If you've read this far, let me reward you with a judgment, lacking, of course the authority or prodigious consideration of Judge Chin's decision. Whatever the outcome, the original settlement and its revisions remain a landmark in the dizzying transformation of information from the traditional means of delivery of printed material to today's increasingly digital options. Why? Because Google originally argued that it had the right, which it declared was a public service, to digitize everything without regard to paying the content creators of copyrighted material. Once Google conceded that was not the case in the 2008 agreement, that particular contention was resolved.

In certain respects, however, technology and commerce have overtaken the original dispute. Digitized books can be programmed so that they cannot be copied or printed more than once, which limits the notion of a free-for-all in which authors and publishers lose control of the material. Many books in the public domain (the vast majority of works that have been digitized) are increasingly available from a variety of sources, which reduces Google's omnipotence. Given the extraordinary growth in the use of eBook reading devices (which were barely a factor when the lawsuits against Google were originally filed), the interests of authors and publishers have shifted to getting a fair share of revenues rather than the prospect of receiving no revenues at all.

For all these changes though, there are still a number of major issues to be played out, and having a legal accord in place that provides guidelines for dealing with them would be a considerable asset.

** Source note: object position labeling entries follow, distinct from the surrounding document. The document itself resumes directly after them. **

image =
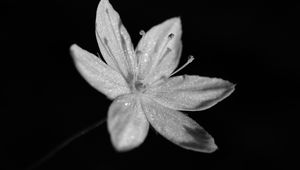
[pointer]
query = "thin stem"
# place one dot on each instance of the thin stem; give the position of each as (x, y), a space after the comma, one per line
(64, 144)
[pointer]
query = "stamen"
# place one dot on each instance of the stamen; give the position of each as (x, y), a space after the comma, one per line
(142, 33)
(191, 58)
(171, 36)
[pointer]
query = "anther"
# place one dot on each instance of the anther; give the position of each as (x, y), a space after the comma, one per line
(142, 33)
(191, 58)
(170, 36)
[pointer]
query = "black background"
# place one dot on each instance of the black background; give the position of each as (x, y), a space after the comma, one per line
(253, 44)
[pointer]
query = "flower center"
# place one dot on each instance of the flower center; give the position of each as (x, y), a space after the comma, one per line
(139, 86)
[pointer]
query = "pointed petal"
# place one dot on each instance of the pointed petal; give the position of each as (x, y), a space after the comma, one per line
(159, 51)
(98, 74)
(113, 39)
(191, 93)
(127, 124)
(178, 128)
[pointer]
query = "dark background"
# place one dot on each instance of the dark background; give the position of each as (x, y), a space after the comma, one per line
(253, 44)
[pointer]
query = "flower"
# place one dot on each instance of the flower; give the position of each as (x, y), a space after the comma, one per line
(141, 85)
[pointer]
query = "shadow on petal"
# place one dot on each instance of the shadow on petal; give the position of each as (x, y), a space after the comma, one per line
(202, 142)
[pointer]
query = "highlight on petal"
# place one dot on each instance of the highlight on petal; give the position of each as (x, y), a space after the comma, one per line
(113, 39)
(158, 52)
(99, 75)
(127, 124)
(191, 93)
(178, 128)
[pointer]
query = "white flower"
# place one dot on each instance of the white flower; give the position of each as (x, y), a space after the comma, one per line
(141, 85)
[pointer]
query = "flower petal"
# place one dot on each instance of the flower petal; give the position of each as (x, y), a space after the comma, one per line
(178, 128)
(127, 124)
(191, 93)
(113, 39)
(159, 51)
(98, 74)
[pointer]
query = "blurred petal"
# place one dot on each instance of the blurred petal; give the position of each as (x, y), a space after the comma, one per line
(178, 128)
(191, 93)
(113, 39)
(127, 124)
(98, 74)
(158, 52)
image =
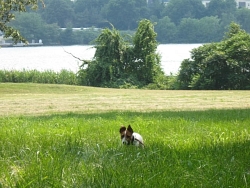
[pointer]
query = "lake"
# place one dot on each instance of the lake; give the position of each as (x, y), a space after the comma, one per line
(57, 58)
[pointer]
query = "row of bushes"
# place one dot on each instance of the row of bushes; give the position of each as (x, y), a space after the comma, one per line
(71, 78)
(34, 76)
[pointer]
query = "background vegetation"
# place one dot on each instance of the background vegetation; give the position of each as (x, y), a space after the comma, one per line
(194, 146)
(180, 21)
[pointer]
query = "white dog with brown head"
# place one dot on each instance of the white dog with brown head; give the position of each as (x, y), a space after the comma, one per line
(128, 136)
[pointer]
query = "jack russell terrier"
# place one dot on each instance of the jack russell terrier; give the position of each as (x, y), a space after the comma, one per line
(128, 136)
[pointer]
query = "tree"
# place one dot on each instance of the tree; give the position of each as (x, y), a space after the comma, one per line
(243, 18)
(7, 10)
(223, 65)
(146, 61)
(117, 62)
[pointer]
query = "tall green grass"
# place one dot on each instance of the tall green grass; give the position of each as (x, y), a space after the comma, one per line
(34, 76)
(183, 149)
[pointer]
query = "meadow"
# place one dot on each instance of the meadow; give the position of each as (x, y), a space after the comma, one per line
(68, 136)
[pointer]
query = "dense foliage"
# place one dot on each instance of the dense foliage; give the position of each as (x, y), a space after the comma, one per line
(176, 22)
(223, 65)
(34, 76)
(117, 63)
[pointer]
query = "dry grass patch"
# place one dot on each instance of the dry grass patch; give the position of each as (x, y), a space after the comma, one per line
(38, 99)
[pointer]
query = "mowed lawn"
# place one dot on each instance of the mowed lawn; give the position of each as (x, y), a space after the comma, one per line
(68, 136)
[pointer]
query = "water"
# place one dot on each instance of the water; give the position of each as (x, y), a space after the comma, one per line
(57, 58)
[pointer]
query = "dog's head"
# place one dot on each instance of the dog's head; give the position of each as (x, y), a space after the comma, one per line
(126, 135)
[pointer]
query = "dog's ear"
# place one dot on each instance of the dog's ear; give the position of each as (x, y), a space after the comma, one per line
(130, 129)
(122, 129)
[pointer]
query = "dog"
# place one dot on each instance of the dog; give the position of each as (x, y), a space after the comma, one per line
(128, 136)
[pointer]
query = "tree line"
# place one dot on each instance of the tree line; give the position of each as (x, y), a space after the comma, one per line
(180, 21)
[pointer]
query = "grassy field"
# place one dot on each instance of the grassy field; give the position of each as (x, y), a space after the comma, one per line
(68, 136)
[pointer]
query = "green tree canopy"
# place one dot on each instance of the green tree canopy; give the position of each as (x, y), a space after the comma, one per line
(223, 65)
(116, 62)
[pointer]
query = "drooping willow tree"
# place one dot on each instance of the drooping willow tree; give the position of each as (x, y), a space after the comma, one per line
(118, 62)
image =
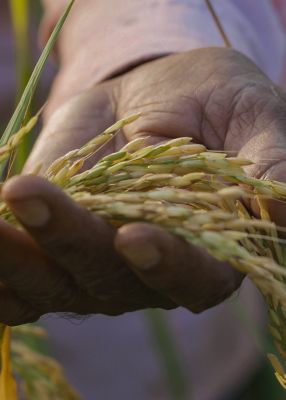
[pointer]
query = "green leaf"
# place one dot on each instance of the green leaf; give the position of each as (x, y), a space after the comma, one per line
(23, 106)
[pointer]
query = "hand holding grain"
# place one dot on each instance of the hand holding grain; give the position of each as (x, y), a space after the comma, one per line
(68, 260)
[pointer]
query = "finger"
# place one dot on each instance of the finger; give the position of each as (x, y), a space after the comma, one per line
(26, 270)
(14, 311)
(185, 273)
(80, 242)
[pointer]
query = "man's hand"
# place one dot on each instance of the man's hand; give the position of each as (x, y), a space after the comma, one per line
(69, 260)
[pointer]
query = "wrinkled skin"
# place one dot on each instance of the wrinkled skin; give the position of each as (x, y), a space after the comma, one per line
(68, 260)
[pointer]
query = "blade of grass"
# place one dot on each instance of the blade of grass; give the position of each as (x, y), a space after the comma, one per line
(20, 17)
(23, 106)
(218, 23)
(165, 345)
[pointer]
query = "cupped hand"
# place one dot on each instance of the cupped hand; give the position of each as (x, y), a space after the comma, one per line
(72, 261)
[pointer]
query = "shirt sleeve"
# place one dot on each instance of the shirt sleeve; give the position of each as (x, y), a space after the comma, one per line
(123, 33)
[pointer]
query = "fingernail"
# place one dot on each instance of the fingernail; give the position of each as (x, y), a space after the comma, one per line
(31, 212)
(143, 256)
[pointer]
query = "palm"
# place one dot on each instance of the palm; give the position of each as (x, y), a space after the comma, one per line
(216, 96)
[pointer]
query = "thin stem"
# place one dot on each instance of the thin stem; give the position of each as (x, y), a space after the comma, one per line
(166, 347)
(218, 23)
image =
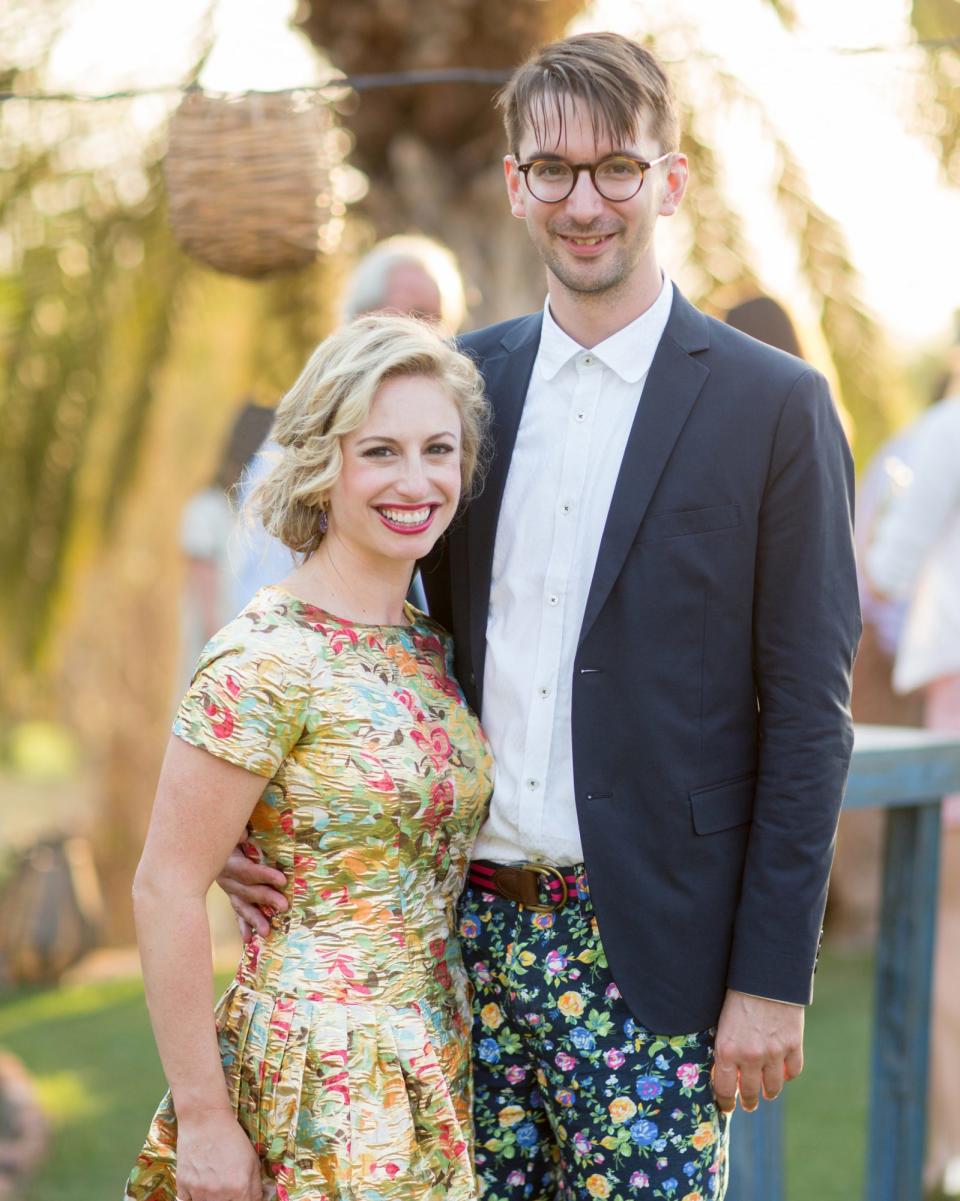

  • The unauthorized copying of books -- piracy -- is a continuing problem, although it doesn't seem to reach the levels that undermined the music business and still challenge the movie industry, especially in places like China.
  • Books that remain under copyright but are no longer available in print should be widely accessible as eBooks, and their authors should receive royalties for their use; this is a major objective of the agreement.
  • Google, Amazon, Apple, Microsoft, and other technology companies have become increasingly powerful in the commercial arena, and they have used their leverage to set the terms of distribution in ways that always benefit their interests. Content creators and consumers need to remain constantly alert, resisting the corporate bullying that accompanies success.
  • Still unsettled are the revenue split between authors and digital distributors such as Kindle and iBooks. There has been considerable progress on that score, but the Authors Guild, in particular, continues to be concerned that the lower prices of digital books on e-readers will mean less money to writers, even if publishers are no longer paying for paper, shipping, and reserving for returns of unsold inventory.
  • Finally, there is the role of libraries. Robert Darnton, the uber-librarian of Harvard and perhaps the country's leading specialist in the history of books, caused a stir last fall when he called for the creation of a National Digital Library. "Simple as it sounds," he wrote, " the question is extraordinarily complex... the technological difficulties of designing it, the legal obstacles to getting it off the ground, the financial costs on constructing and maintaining it, and the political problems of mobilizing support for it." Nonetheless, Darnton urges consideration of the concept of connecting all digital material into a single resource. A vast, university-based library would be a nonprofit alternative to the proposed Google-run universe, which Darnton has always argued would inevitably succumb to the temptations of business profit. My quick check with authors groups and publishers confirms Darnton's sense that achieving his vision, for all its virtues, would make the Google book settlement look easy.

Whatever ultimately happens in Authors Guild et al.v. Google, the future of digital publishing is a dynamic process that no one, not even Judge Chin, who has been studying the issues in briefs and arguments since 2008, can really forecast. But it would certainly be helpful to know what the learned judge thinks, once he has made up his mind.